Solving Problems Through Research

What We Offer: Environment

Virginia Tech is one of the nation's foremost institutions in environmental science and resource management. Programs in electrical engineering power systems, mechanical engineering and energy management, mining and minerals engineering, and sustainable architecture link eneregy technologies with environmental concerns. Research in water resources, ecology, land restoration; forestry, fisheries, and wildlife conservation; and geological sciences provides the basis for successful use of resources while minimizing damage to the environment.
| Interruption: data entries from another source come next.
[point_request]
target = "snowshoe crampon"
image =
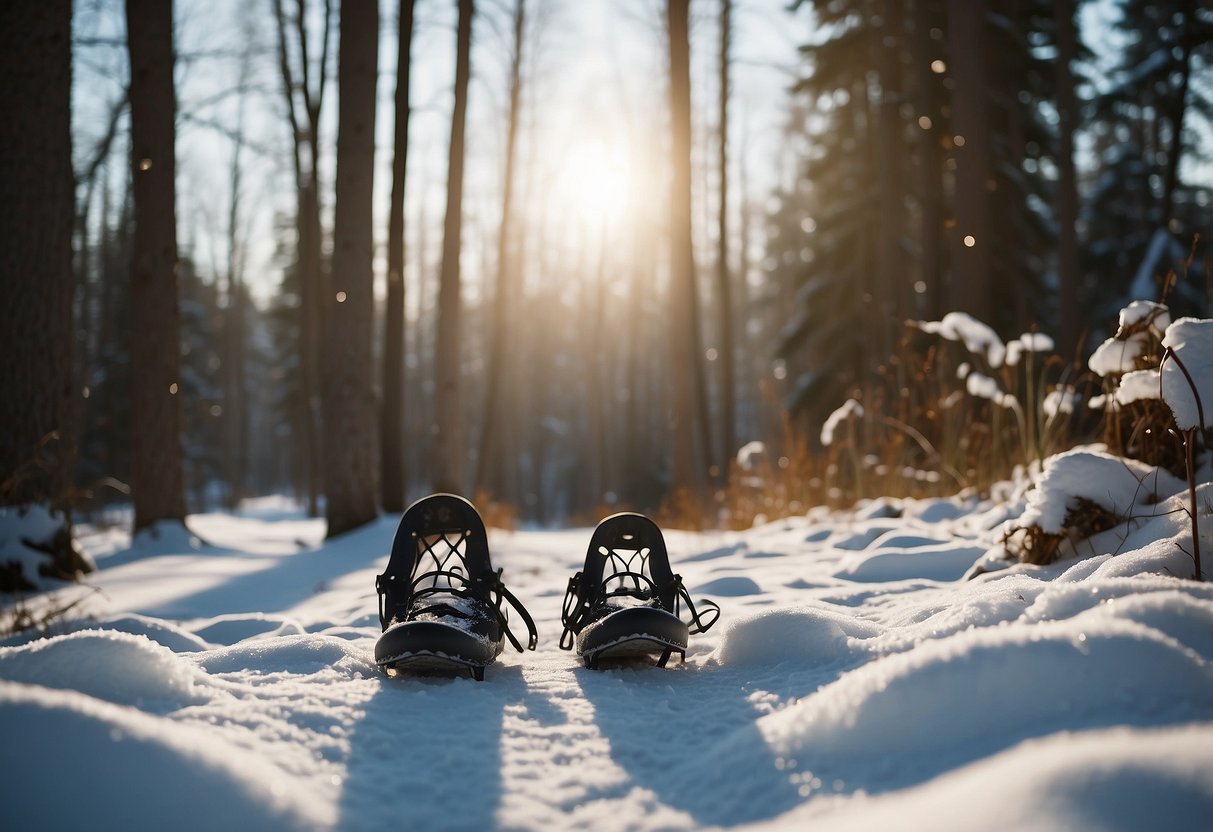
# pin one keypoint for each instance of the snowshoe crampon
(440, 600)
(626, 603)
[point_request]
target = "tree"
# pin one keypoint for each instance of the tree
(392, 408)
(36, 395)
(157, 478)
(727, 357)
(497, 431)
(351, 446)
(448, 368)
(683, 349)
(972, 243)
(303, 107)
(1068, 187)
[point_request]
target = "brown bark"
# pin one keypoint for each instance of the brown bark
(306, 137)
(157, 477)
(494, 467)
(930, 163)
(449, 434)
(392, 409)
(723, 277)
(351, 442)
(971, 285)
(1068, 193)
(36, 395)
(683, 348)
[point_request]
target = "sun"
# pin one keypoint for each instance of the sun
(596, 183)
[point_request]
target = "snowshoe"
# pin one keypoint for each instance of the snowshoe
(440, 600)
(625, 603)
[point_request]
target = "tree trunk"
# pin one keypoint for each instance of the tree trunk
(723, 279)
(157, 477)
(305, 144)
(890, 290)
(392, 410)
(972, 238)
(351, 446)
(36, 395)
(683, 349)
(930, 163)
(497, 422)
(1177, 110)
(449, 434)
(1068, 192)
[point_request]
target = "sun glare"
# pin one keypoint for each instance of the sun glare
(596, 183)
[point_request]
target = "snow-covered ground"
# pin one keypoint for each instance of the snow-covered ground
(854, 682)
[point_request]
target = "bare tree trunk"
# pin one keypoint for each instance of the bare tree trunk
(351, 443)
(450, 450)
(36, 392)
(306, 137)
(157, 477)
(890, 286)
(392, 410)
(723, 279)
(1177, 110)
(235, 406)
(1068, 192)
(972, 237)
(930, 163)
(497, 423)
(683, 348)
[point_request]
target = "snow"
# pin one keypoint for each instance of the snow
(850, 409)
(979, 338)
(1060, 400)
(854, 682)
(1192, 342)
(1115, 357)
(1156, 315)
(1126, 488)
(1138, 385)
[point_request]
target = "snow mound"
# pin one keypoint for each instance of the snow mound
(232, 628)
(807, 634)
(113, 666)
(158, 630)
(121, 769)
(1126, 488)
(290, 654)
(1008, 684)
(1112, 779)
(733, 586)
(918, 560)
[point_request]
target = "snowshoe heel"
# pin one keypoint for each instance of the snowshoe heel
(440, 600)
(626, 602)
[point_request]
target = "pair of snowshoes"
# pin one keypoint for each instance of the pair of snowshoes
(440, 600)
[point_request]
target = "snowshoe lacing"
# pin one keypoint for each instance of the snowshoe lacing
(584, 605)
(446, 583)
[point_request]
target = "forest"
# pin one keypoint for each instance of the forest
(356, 252)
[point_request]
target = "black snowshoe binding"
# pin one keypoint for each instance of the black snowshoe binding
(439, 597)
(625, 603)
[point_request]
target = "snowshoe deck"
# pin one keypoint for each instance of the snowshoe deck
(440, 600)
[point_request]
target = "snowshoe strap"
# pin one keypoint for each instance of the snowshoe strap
(711, 613)
(573, 616)
(505, 594)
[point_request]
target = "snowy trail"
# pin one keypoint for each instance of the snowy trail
(854, 681)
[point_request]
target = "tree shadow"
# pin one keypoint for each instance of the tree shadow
(427, 753)
(689, 734)
(277, 582)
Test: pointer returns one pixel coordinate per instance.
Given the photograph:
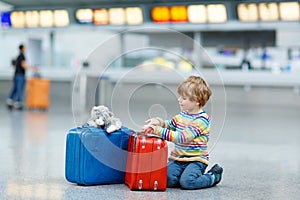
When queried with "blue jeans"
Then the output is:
(18, 87)
(188, 175)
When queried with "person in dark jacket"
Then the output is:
(19, 81)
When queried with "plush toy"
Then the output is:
(102, 117)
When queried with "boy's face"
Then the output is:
(192, 107)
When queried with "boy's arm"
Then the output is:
(190, 132)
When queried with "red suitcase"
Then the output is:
(146, 167)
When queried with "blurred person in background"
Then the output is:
(14, 100)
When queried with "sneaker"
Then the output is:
(9, 103)
(18, 105)
(216, 171)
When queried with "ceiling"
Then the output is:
(18, 4)
(75, 3)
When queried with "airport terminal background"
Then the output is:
(255, 110)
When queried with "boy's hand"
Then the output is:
(153, 121)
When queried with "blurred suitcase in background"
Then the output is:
(146, 167)
(95, 157)
(38, 90)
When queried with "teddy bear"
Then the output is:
(102, 117)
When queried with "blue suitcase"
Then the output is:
(95, 157)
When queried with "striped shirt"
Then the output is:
(190, 133)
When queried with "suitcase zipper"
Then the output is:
(143, 142)
(155, 185)
(158, 143)
(140, 184)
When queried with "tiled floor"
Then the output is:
(258, 146)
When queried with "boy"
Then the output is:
(189, 130)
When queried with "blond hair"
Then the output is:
(196, 89)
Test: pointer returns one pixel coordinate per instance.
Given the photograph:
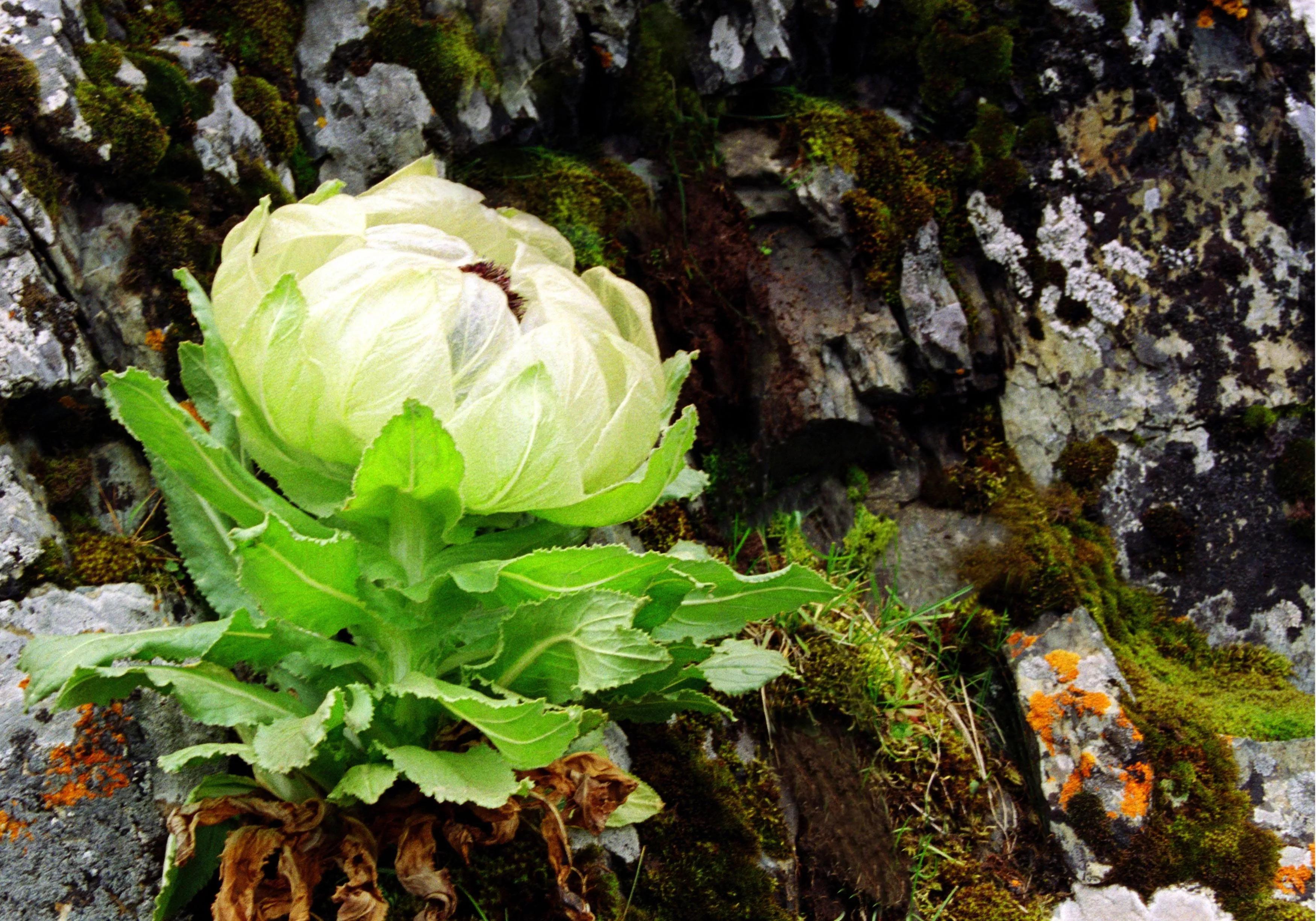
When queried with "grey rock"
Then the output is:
(1281, 779)
(40, 29)
(89, 850)
(752, 155)
(872, 356)
(1070, 690)
(924, 564)
(934, 314)
(1115, 903)
(199, 56)
(40, 344)
(227, 136)
(822, 195)
(27, 524)
(368, 127)
(115, 314)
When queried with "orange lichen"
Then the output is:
(191, 411)
(1137, 790)
(1022, 641)
(1043, 712)
(1065, 665)
(1074, 783)
(1294, 881)
(1092, 702)
(94, 766)
(12, 828)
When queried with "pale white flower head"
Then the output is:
(340, 308)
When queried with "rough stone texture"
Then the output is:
(1115, 903)
(27, 521)
(1281, 781)
(83, 802)
(41, 29)
(937, 323)
(1070, 689)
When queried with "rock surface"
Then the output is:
(1090, 754)
(82, 831)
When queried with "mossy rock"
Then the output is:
(19, 89)
(128, 124)
(443, 50)
(277, 118)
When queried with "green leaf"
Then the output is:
(206, 397)
(406, 494)
(636, 495)
(181, 883)
(478, 776)
(278, 644)
(739, 666)
(289, 744)
(52, 661)
(364, 783)
(223, 785)
(306, 581)
(529, 733)
(545, 573)
(206, 692)
(644, 803)
(308, 481)
(727, 600)
(200, 533)
(168, 431)
(195, 754)
(578, 644)
(663, 707)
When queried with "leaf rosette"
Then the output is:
(411, 611)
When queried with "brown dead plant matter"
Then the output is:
(271, 866)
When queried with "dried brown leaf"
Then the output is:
(358, 899)
(243, 874)
(419, 876)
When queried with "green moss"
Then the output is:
(444, 52)
(127, 121)
(100, 560)
(256, 181)
(952, 60)
(19, 87)
(589, 202)
(868, 540)
(703, 858)
(856, 483)
(992, 144)
(899, 186)
(1294, 471)
(258, 36)
(39, 174)
(306, 176)
(1116, 12)
(164, 241)
(1187, 695)
(1172, 536)
(100, 61)
(178, 103)
(64, 478)
(278, 119)
(1087, 465)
The Center for Energy and the Global Environment, with links to industry groups and universities in more than 30 nations, is one of the most internationally diverse research organizations of its kind in the world. The center also runs one of the largest university-based solar cell systems test facilities in the United States.

Other centers are:

Center for Advanced Separation Technologies

Center for Energy Systems Research

Center for Environmental Applications of Remote Sensing

Center for Geospatial Information Technology

Center for Geotechnical Practice and Research

Conservation Management Institute

Loblolly Pine Growth and Yield Cooperative

Powell River Project

Virginia Center for Coal and Energy Research

Virginia Tech Horseshoe Crab Research Center

Virginia Water Resources Research Center

 

Also see the resources and expertise listed at the Deans' Task Force on the Environment site

Cleaning up the bay

Problem: Agricultural runoff is a major water quality problem for the Chesapeake Bay and other bodies of water.

Solution: Use sedimentation basins and other practices to remove copper from runoff water.

Andrea Dietrich and Daniel Gallagher of civil and environmental engineering, Theo Dillaha of biological systems engineering, and colleagues from the Colleges of Sciences and Agriculture and Life Sciences, found that copper from pesticides was adversely impacting aquatic organisms. They discovered that judicious use of pesticidies plus detaining runoff in sedimentation basins removed about 90 percent of the copper.

As a result, "Best Management Practices Handbook for Plastic Mulch Production" will help farmers produce fruits and vegetables with plastic mulch in a profitable and environmentally sound manner.